About the toe change, I saw comments about bump steer and only wanted to clarify what "I saw and heard" in the video vs what was being discussed; I am glad that I did as this excursion has been educational.
I will be testing out the steering limits at full jounce on the TJ soon, I just did not have the time before my last trip. If any would like I will post the images of my findings.
I do understand most technical things, when it comes to modifying vehicles but am also aware of my limits; I am always attempting to learn from others and be better. I had no idea there are such long standing, strong feelings about MC on this forum; please remember the last time I posted here was probably 2013.
If my comments were seen as "trying to dazzle" that is my failing and was not my intent; please accept my apology.
This is gonna be wordy but I post what follows in good faith to help you understand what MC is up against in this little corner of the internet.
These aren't the guy that takes his rig to the local 4wd shop to get a lift put on and then takes it to the trail assuming it's set up, or even the typical guy that puts his own parts on in the driveway with shock part numbers and control arm lengths he found on a forum post and hits the RTI ramp at the next local 4x4 event. This group is usually blending together parts from multiple manufacturers based on extensive research, spending HOURS with the frame on stands, cycling the suspension and lining things up down to the smallest line on our tape measures to squeeze every drop of potential out of this almost 30 year old platform. Some of us are chopping up our frames to move body mounts an inch farther from the rocks or relocating our shock mounts so we can run high end shocks with custom tuned shim stacks, and running TJ's in places that some people would describe as buggy trails. We scoff at most longarm kits because most of them sacrifice clearance and doesn't make up for it in performance due to poor geometry that isn't a net benefit over shortarms. All this experience and tweaking has resulted in a philosophy that strongly emphasizes a balanced shock travel, which differs from a lot of the industry as a whole that seems to emphasize total travel and droop, while being satisfied with uptravel equal to or less than what a stock TJ had, which leads to a rougher ride with more bottoming.
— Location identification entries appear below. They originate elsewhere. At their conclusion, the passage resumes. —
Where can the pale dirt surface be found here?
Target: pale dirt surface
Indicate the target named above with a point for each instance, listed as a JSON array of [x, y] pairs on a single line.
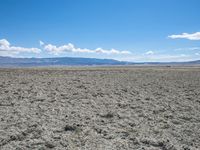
[[147, 108]]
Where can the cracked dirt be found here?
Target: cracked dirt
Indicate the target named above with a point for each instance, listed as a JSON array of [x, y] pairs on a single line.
[[147, 108]]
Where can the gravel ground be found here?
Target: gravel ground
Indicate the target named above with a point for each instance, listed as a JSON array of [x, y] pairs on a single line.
[[110, 108]]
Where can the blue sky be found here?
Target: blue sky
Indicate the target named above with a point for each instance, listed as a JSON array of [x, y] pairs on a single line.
[[132, 30]]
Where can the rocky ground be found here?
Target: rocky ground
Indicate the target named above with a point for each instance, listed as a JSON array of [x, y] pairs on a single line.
[[110, 108]]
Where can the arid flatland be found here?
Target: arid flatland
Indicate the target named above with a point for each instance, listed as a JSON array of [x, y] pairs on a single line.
[[144, 108]]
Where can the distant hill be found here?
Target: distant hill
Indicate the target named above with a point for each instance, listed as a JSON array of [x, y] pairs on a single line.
[[59, 61], [77, 61]]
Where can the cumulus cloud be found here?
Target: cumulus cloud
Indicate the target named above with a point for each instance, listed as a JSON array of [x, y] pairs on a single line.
[[188, 48], [71, 48], [149, 53], [41, 43], [193, 36], [6, 48]]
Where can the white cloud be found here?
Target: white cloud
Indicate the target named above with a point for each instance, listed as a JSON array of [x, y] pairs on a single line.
[[149, 53], [188, 48], [41, 43], [7, 49], [193, 36], [52, 49]]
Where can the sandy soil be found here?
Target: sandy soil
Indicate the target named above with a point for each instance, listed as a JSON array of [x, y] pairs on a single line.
[[149, 108]]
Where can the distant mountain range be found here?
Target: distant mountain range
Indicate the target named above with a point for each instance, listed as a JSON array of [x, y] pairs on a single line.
[[76, 61]]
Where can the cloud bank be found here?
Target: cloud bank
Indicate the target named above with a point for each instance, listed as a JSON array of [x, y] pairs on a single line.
[[149, 53], [193, 36], [6, 48], [52, 49]]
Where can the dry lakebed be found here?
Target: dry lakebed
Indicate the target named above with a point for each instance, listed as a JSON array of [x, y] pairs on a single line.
[[100, 108]]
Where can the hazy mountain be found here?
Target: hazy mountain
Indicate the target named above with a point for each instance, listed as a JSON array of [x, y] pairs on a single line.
[[71, 61], [77, 61]]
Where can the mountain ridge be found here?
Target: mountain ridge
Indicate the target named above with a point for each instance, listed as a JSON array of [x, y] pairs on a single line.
[[78, 61]]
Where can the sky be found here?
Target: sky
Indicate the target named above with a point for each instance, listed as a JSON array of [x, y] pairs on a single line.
[[126, 30]]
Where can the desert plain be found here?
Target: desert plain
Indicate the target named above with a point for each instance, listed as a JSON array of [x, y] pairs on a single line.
[[100, 108]]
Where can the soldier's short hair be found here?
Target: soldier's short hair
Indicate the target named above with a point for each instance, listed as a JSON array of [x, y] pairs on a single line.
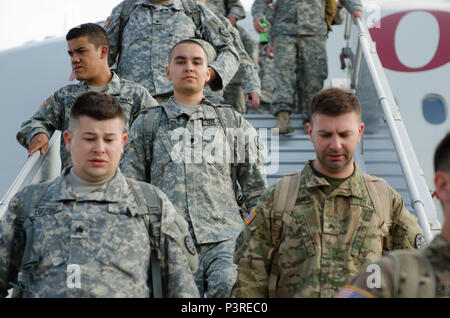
[[442, 155], [189, 41], [334, 101], [95, 33], [99, 106]]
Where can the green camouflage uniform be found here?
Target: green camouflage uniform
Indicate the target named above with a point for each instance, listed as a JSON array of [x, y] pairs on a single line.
[[198, 182], [104, 233], [245, 81], [328, 239], [300, 33], [150, 34], [392, 280], [54, 113]]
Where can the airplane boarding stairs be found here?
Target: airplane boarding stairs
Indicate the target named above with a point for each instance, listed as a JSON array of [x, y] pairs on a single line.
[[385, 150]]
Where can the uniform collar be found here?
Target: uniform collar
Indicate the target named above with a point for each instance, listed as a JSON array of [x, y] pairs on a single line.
[[205, 111], [62, 191], [440, 246], [112, 88], [351, 187]]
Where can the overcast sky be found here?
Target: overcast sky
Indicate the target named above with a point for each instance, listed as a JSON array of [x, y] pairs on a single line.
[[28, 20]]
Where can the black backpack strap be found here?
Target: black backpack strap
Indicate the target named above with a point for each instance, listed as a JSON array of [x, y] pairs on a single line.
[[150, 126]]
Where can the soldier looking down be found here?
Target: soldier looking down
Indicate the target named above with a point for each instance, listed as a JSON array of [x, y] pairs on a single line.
[[316, 228], [92, 232], [413, 274]]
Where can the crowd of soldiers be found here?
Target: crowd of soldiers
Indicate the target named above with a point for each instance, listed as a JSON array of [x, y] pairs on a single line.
[[150, 203]]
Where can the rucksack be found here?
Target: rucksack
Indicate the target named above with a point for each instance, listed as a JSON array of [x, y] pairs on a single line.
[[285, 197], [413, 273], [227, 118], [24, 232], [189, 6]]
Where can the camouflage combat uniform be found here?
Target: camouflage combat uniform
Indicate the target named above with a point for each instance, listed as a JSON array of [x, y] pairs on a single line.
[[54, 113], [393, 283], [328, 238], [199, 182], [151, 32], [104, 233], [243, 82], [300, 33]]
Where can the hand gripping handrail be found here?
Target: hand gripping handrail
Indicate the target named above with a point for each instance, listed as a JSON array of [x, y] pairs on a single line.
[[377, 74], [28, 172]]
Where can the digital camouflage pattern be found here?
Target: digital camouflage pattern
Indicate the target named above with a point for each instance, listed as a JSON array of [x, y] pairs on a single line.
[[393, 277], [188, 165], [233, 8], [104, 233], [196, 175], [300, 32], [54, 113], [328, 239], [153, 30]]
Our bump stops are tuned to within a washer thickness to stop travel at the last possible point before two things make hard contact that we don't want to. We know the places that come close together as the suspension cycles and in some places it's only enough to slip in a business card. We know what would make contact first if we took our bumpstops out, and most of us probably know what would be second if we addressed the first. We know which rear track bars work ok for an LJ but aren't so great on a TJ because the axle has to be tilted farther to make the driveline angles work.
A handful of complaints I've seen about Metalcloak that run counter to the philosophy and have built some reputational momentum against them:
-springs have a lot of coils which is good for free length (down travel) but have a longer compressed length where they stack solid
-the shape of the front track bar doesn't clear the front diff cover as well as some other brands.
-the front fenders have been reported not to add meaningful uptravel capability beyond a trimmed stock fender, not comparable to a true high line
Some other things people complain about:
-the hardest wheelers don't get as much life out of the duroflex bushings as they do a Johnny joint before replacement. Personally even if true I don't think that means there's not a place for them if they can offer other benefits.
-the marketing around the duroflex joint is seen by some as misleading, whether or not it's intentional:
1. Nobody can sense a difference in NVH between a MC vs a Johnny Joint
2. The extra misalignment claimed by the MC sounds great but the JJ already has as much as we can actually use so there's no real world benefit.
The new steering which is a subject of this thread, from the photos, makes it appear that the drag link and track bar are different lengths, which will cause them to have different arcs and cause bump steer. The TJ track bar attaches pretty far inboard on the axle, which means most T-links and crossover steering will introduce bump steer unless paired with most likely a completely different axle that puts the track bar mount farther out (because if you're doing enough work to rework the track bar mount you could upgrade the axle). That's why the Currectlync is still an inverted Y and it works well enough to be popular. It has enough dogleg to address some clearance issues at big droops, and the toe change and its consequences are overblown. If it was a big issue, we can relocate the sway bar link mount and run the tie rod on top of the knuckle which would reduce the angle and therefore the toe change, but that's not even the primary reason we do it...it's secondary to getting the tie rod farther from the rocks. The most sketchy TJ's out there from a steering standpoint are the ones with worn out steering boxes, T-links and crossovers.
What I fully recognize that not all seem to acknowledge is that most business owners want to make money and want to grow, and Metalcloak has done that successfully even without this particular subset of Jeep enthusiasts and likely will continue to do so. Making the changes that would address the issues discussed above could very well price out your typical customer and actually result in a net negative impact to your business. There are players already in that niche of "build the best thing I can even if it makes me the most expensive" that serve us just fine and will probably never be as big as MC as a result and that's ok, too.